Now a photosphere can be created by any eLearning instructor with a dozen or so clicks.

I’ll suggest three simple ways that online instructors can get started using photospheres in their courses and conclude with a fourth, more sophisticated, example.  Each of these is illustrated in a LodeStar Learning activity found at:

https://lodestarlearning.github.io/VR-Demo/index.html

Suggestion One: Link to VR sites

An instructor can simply link to VR (360-degree panorama) sites.  Here are some examples:

Louvre
https://www.youvisit.com/tour/louvremuseum

Iceland
https://www.iceland360vr.com/map/

Rome
https://www.youvisit.com/tour/rome

Suggestion Two: Find and download images

Finding and downloading images for education is a bit of a challenge presently.  You’ll find photospheres on Facebook, Instagram, Flickr, virtual tour companies, museums, and  tourist bureaus.  But, you will be hard-pressed at the moment to find photospheres in Open Education Resource (OER) repositories.  We might be a little ahead of the curve.  I suspect that, for a variety of reasons, we’ll see an uptick in educationally useful photospheres in the most popular repositories like Merlot, OER Commons, and Curriki.

In the meantime, view and download examples from the following sites.

https://www.flickr.com/vr

https://commons.wikimedia.org/wiki/Category:Photo_Sphere

https://pixexid.com/search/360 panoramic

Suggestion Three: Use tablet or smartphone to generate an image

Photospheres are now easy to create.  As I mentioned, once upon a time, photospheres were difficult to produce.  Today, free software on a smartphone guides users by displaying dots on a screen.  The user moves the camera until a dot falls within a circle target.  The user follows the dots until a 360-degree ring of photos is created and then upwards and downwards in igloo-building fashion until all space is covered with images.  The software stitches all of the images together and produces what appears to be a distorted image when viewed without a photo sphere viewer.
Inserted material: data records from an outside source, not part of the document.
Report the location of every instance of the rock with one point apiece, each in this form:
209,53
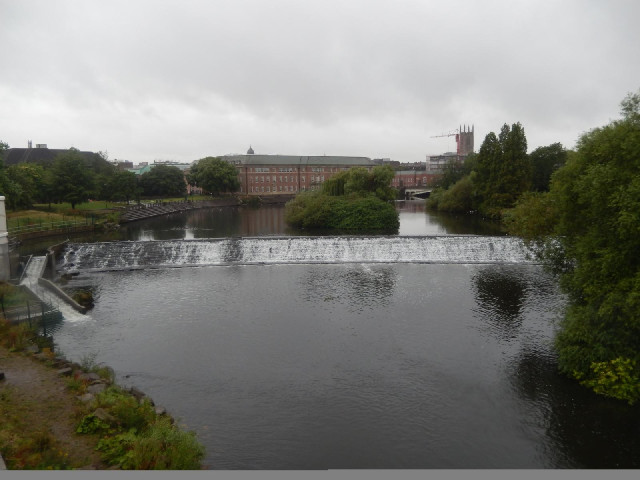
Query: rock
96,388
105,416
87,397
136,393
90,377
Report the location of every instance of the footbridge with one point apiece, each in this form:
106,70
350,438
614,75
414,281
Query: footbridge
417,193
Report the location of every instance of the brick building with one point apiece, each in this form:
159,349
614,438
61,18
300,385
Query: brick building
289,174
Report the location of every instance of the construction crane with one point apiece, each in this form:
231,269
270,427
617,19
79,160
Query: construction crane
450,134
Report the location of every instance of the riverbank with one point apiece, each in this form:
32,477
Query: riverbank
60,415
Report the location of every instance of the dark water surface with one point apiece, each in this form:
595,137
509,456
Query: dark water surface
351,365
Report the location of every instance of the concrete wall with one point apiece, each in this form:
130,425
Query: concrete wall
5,267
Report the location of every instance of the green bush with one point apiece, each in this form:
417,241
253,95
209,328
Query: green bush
616,378
162,446
128,412
315,210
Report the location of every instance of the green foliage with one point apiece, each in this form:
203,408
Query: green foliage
163,181
588,229
455,170
314,210
118,185
160,447
71,177
26,182
545,161
615,378
358,181
503,170
135,438
91,424
533,217
458,198
352,200
128,412
214,175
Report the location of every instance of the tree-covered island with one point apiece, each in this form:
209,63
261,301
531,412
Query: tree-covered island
354,200
580,211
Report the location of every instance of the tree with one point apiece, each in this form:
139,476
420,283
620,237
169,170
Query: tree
503,169
352,200
360,182
163,181
593,243
545,161
214,176
27,179
117,185
73,180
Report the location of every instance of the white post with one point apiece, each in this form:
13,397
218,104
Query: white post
5,271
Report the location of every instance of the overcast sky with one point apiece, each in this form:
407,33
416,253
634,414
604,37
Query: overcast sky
184,79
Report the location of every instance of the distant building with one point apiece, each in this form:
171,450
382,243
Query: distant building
436,163
465,140
412,179
464,146
289,174
45,156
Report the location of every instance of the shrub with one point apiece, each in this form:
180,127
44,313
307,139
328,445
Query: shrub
616,378
162,446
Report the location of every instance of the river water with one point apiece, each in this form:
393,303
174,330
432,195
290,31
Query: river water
349,365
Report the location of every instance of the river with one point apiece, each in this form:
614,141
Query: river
349,365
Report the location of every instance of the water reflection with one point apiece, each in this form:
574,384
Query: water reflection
356,287
500,294
584,430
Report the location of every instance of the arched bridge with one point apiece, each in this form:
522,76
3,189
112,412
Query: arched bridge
417,193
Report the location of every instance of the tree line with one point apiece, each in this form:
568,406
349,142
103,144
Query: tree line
74,178
353,200
580,212
586,228
491,181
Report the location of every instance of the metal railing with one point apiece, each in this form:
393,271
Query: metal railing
43,225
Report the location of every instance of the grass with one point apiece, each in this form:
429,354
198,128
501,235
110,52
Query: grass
128,433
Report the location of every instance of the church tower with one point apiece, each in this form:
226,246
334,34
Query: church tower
464,140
Using Google Street View to Produce a Photosphere
Under the Golden Gate Bridge — a photosphere

Suggestion Four: Use Blender or other 3D software to generate a scene and render it as a photosphere

One of the more sophisticated uses of Photospheres is in creating them with 3D software.  In the early 90s when I worked with 3D software, the price tag was in the thousands of dollars.  Some complicated scenes required a room of twenty computers all working on some aspect of the image delegated to them by a rendering manager – a kind of orchestral conductor.
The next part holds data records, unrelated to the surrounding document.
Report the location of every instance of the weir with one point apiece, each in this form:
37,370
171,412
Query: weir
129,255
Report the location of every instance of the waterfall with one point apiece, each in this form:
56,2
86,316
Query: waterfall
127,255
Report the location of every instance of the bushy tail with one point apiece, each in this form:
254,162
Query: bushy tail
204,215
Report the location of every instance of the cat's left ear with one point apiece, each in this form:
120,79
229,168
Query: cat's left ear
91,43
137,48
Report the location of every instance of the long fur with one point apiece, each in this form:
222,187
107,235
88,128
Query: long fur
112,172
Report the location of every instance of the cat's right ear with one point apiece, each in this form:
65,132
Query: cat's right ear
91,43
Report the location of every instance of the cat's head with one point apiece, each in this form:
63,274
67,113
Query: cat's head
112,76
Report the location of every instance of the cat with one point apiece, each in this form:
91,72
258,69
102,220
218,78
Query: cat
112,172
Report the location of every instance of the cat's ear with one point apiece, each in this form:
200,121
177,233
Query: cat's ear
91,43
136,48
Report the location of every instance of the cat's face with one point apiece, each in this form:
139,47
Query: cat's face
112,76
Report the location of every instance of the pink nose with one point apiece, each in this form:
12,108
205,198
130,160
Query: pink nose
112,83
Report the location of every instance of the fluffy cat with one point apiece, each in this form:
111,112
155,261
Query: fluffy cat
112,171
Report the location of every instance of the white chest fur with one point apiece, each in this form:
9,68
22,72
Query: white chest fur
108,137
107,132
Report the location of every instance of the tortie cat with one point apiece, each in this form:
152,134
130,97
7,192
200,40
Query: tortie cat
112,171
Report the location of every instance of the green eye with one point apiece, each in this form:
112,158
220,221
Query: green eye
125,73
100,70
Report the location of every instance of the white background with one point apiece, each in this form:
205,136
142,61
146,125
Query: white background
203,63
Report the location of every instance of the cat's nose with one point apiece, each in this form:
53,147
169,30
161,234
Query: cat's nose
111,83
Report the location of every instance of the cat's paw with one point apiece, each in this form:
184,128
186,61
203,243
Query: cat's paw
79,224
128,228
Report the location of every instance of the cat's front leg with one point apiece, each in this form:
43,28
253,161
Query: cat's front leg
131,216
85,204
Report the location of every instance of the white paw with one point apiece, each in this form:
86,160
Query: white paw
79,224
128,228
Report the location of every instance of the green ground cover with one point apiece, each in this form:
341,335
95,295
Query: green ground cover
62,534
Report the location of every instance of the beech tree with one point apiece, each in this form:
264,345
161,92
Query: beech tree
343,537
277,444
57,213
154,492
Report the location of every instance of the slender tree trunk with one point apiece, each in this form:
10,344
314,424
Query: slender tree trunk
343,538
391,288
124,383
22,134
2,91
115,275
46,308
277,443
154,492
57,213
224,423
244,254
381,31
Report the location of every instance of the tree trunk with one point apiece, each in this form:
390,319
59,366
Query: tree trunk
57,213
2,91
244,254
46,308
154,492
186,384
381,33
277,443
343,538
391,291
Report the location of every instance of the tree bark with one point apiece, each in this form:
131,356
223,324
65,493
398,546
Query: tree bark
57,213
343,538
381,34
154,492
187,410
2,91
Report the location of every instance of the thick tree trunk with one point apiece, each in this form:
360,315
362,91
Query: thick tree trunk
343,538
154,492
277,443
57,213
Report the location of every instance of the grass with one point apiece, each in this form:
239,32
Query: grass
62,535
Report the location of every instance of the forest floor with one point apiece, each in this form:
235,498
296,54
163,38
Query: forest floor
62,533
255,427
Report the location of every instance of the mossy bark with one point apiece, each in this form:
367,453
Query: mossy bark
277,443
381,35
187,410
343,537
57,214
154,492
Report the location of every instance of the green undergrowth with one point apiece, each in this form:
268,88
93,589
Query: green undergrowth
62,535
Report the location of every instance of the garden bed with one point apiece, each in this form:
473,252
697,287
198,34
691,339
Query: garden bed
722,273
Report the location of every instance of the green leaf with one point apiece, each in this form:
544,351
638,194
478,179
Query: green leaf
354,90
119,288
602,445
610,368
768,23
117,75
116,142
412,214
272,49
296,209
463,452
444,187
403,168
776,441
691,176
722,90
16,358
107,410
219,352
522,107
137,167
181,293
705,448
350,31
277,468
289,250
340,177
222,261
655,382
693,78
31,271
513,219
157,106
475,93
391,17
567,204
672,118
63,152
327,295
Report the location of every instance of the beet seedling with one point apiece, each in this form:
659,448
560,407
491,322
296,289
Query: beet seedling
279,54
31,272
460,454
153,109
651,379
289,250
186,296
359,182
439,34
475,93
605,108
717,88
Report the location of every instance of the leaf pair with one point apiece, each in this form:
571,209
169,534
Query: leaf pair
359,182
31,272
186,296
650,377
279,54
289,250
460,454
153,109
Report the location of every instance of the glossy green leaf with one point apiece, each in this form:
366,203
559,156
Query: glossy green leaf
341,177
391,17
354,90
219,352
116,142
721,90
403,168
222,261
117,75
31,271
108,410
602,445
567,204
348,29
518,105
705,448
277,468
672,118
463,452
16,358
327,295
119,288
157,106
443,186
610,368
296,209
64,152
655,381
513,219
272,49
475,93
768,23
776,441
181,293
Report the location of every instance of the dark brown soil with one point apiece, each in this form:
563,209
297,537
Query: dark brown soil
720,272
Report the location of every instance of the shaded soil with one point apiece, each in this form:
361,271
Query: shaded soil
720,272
Today, students can download powerful software, like Blender (https://www.blender.org/),  for free.  Typically, instructors wouldn’t have the time to learn the software and build 3d models.  Some students, on the other hand, might be eager to support their teachers by learning the software and generating useful models.  Building 3D Models is a lot of fun and tremendously educational. 

In this example, I used a model produced by Marcin Lubecki.  Here is what the Blender environment looks like:

Blender 3D Software

Next I positioned a camera in the center of the kitchen.

Positioning a camera in a 3D Model created by Marcin Lubecki in Blender

Then I set the Blender tool’s rendering engine to ‘Cycles.’ I set the camera type to ‘panoramic’ and set the panorama type to ‘equirectangular’.   I then set the latitude from -90 to 90 and the longitude from -180 to 180.  I made a few more adjustments and then rendered the image.

The process renders one tile at time to produce this equirectangular projection and essentially stitches the whole thing together before your eyes. 

Rendering a model created by Marcin Lubecki

The result is in the linked LodeStar example found above.

Conclusion

This post focused mostly on finding, creating, and viewing photospheres. The first releases of LodeStar 9 will support the viewing of photospheres.  A near-future of version of LodeStar will enable instructors to add markers to a photosphere and connect the image to all of LodeStar’s branching options. 

Photospheres are easy to create.  Hopefully, in the future they will be easy to find by instructors in order to suit an instructional purpose.  One can easily imagine the applications:  virtual tours of places and items of interest in every discipline.  In a future post, I’ll tease out some of the possibilities and opportunities for the adventuresome online instructor.